Parent-of-origin allelic effects influence gene expression in a developmental and region specific manner in the CNS. (A) Comparison of the total numbers of UCSC annotated genes with parent-of-origin allelic effects in the E15 brain, adult POA and mPFC. Red and blue bars indicate MEGs and PEGs identified in each sample, respectively. (B) Pie charts comparing the relative numbers of PEGs and MEGs identified in the E15 brain, mPFC, and POA. (C) Spatiotemporal regulation of imprinting at the H19-Igf2 locus revealed by UCSC Browser tracks of raw expression data (black) and parental expression bias (blue: paternal, red: maternal) at identified SNP sites in H19 and Igf2. (D) Igf2 allele-specific expression inversion confirmed by Illumina and Sequenom (SNP_ID: uc009kod.1_2313).
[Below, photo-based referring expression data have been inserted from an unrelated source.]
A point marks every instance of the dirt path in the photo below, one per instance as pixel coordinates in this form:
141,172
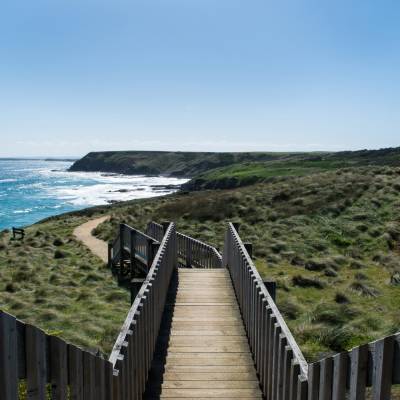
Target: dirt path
84,234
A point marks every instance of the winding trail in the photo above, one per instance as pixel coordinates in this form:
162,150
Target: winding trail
84,234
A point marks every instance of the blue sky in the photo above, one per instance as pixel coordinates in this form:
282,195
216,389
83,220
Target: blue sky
215,75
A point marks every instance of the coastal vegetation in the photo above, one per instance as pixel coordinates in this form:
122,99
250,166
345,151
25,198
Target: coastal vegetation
53,281
328,232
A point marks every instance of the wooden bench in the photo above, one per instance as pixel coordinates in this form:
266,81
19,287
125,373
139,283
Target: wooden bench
18,233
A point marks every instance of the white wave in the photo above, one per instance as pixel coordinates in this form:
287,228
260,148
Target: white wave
115,188
24,211
7,180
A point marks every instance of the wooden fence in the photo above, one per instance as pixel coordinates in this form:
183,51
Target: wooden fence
191,252
194,253
129,245
279,362
283,371
348,374
48,366
133,351
155,230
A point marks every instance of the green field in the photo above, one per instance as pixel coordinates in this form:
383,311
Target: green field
329,237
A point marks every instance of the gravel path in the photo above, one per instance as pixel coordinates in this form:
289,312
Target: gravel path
84,234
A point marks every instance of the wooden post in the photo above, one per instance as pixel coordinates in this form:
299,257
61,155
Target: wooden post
249,248
165,225
109,255
271,287
136,284
133,254
236,225
154,248
121,247
8,357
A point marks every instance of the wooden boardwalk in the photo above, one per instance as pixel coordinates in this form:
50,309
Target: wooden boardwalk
202,350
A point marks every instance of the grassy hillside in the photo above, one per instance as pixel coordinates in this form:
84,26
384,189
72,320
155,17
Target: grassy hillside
242,174
187,164
53,281
229,170
331,240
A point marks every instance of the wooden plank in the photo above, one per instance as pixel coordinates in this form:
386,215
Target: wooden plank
75,372
88,376
99,376
108,381
340,372
313,381
302,387
287,371
21,341
281,362
294,375
396,360
36,363
58,368
326,378
197,384
358,376
8,357
201,375
383,364
211,393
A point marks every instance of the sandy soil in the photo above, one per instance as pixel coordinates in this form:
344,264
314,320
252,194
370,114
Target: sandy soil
84,234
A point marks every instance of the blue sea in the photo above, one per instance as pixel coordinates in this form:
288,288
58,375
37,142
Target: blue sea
31,190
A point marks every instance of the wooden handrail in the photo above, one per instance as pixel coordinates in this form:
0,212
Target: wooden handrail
28,353
196,253
193,252
278,358
376,365
155,230
134,347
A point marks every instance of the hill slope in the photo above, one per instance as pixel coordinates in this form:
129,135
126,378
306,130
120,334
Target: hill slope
331,240
186,164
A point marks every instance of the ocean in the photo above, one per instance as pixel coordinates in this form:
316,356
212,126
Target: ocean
31,190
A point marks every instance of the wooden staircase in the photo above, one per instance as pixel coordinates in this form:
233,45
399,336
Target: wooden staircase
202,350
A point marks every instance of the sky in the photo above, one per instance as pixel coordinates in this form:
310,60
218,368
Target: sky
198,75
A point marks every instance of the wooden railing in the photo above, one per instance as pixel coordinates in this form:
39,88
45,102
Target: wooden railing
348,374
129,245
46,363
281,366
133,351
192,252
155,230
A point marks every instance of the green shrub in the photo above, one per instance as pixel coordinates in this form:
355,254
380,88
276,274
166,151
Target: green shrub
299,280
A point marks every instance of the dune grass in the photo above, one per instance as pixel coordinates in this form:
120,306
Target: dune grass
331,241
51,280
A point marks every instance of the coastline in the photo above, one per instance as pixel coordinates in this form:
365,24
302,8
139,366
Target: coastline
33,190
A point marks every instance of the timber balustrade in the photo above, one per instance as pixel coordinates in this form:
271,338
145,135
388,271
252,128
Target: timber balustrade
47,367
283,372
129,246
155,230
41,366
133,351
191,252
348,374
279,362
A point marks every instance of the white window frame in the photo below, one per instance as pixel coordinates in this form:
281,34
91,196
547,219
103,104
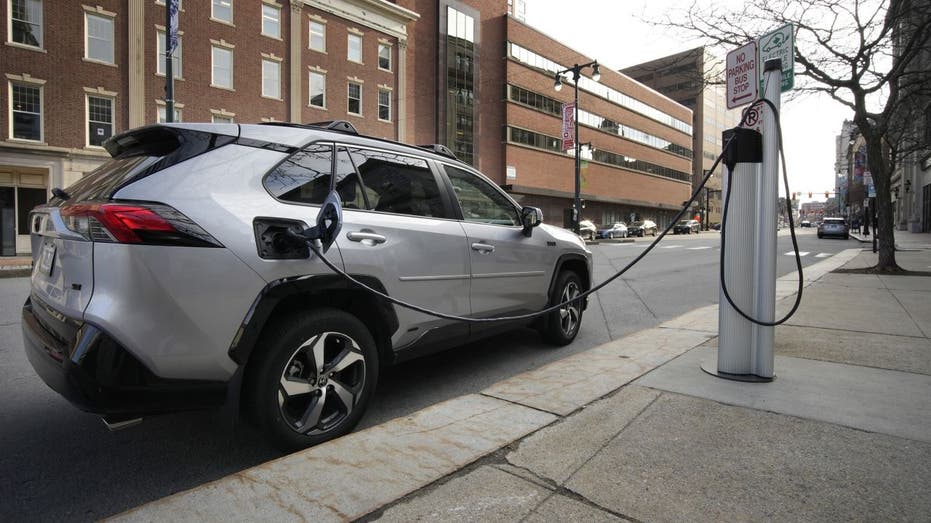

Raw expression tracks of reads uniquely aligning to the genome are shown below in black. χ2 analysis (***P<0.001; **P< 0.01; *P< 0.05).

Fig. 5

Characterization of complex genes associated with parental allelic effects in the CNS transcriptome. (A) Numbers of previously known and newly uncovered consensus, complex, or single SNP imprinted genes. (B) Proportions of complex genes with parent-of-origin allelic effects localized to one or more exons (Exon), the 3’UTR (last exon), or 3’UTR+Exons, or other outcomes (ie. disagreements between SNPs in the same exon or 3’UTR). Exons or 3’ UTRs with more than one SNP for evidence are indicated separately (MultiSNP). (C) UCSC browser tracks at the cdh15 locus indicate preferential expression of the paternal allele (paternal allele expression bias: blue, POA data shown). Illumina and Sequenom analysis confirmed preferential expression of the paternal allele for cdh15 (SNP_ID: uc009ntv.1_2522). (D) Complex spatiotemporal and isoform-specific imprinting at the Inpp5f locus. A significant maternal bias was observed specifically in the region of Inpp5f_v1 that overlaps with mKIAA0966 in adult POA. Highlighted SNP sites of particular interest are statistically significant in both crosses by χ2 analysis (***P<0.001; **P< 0.01; *P< 0.05).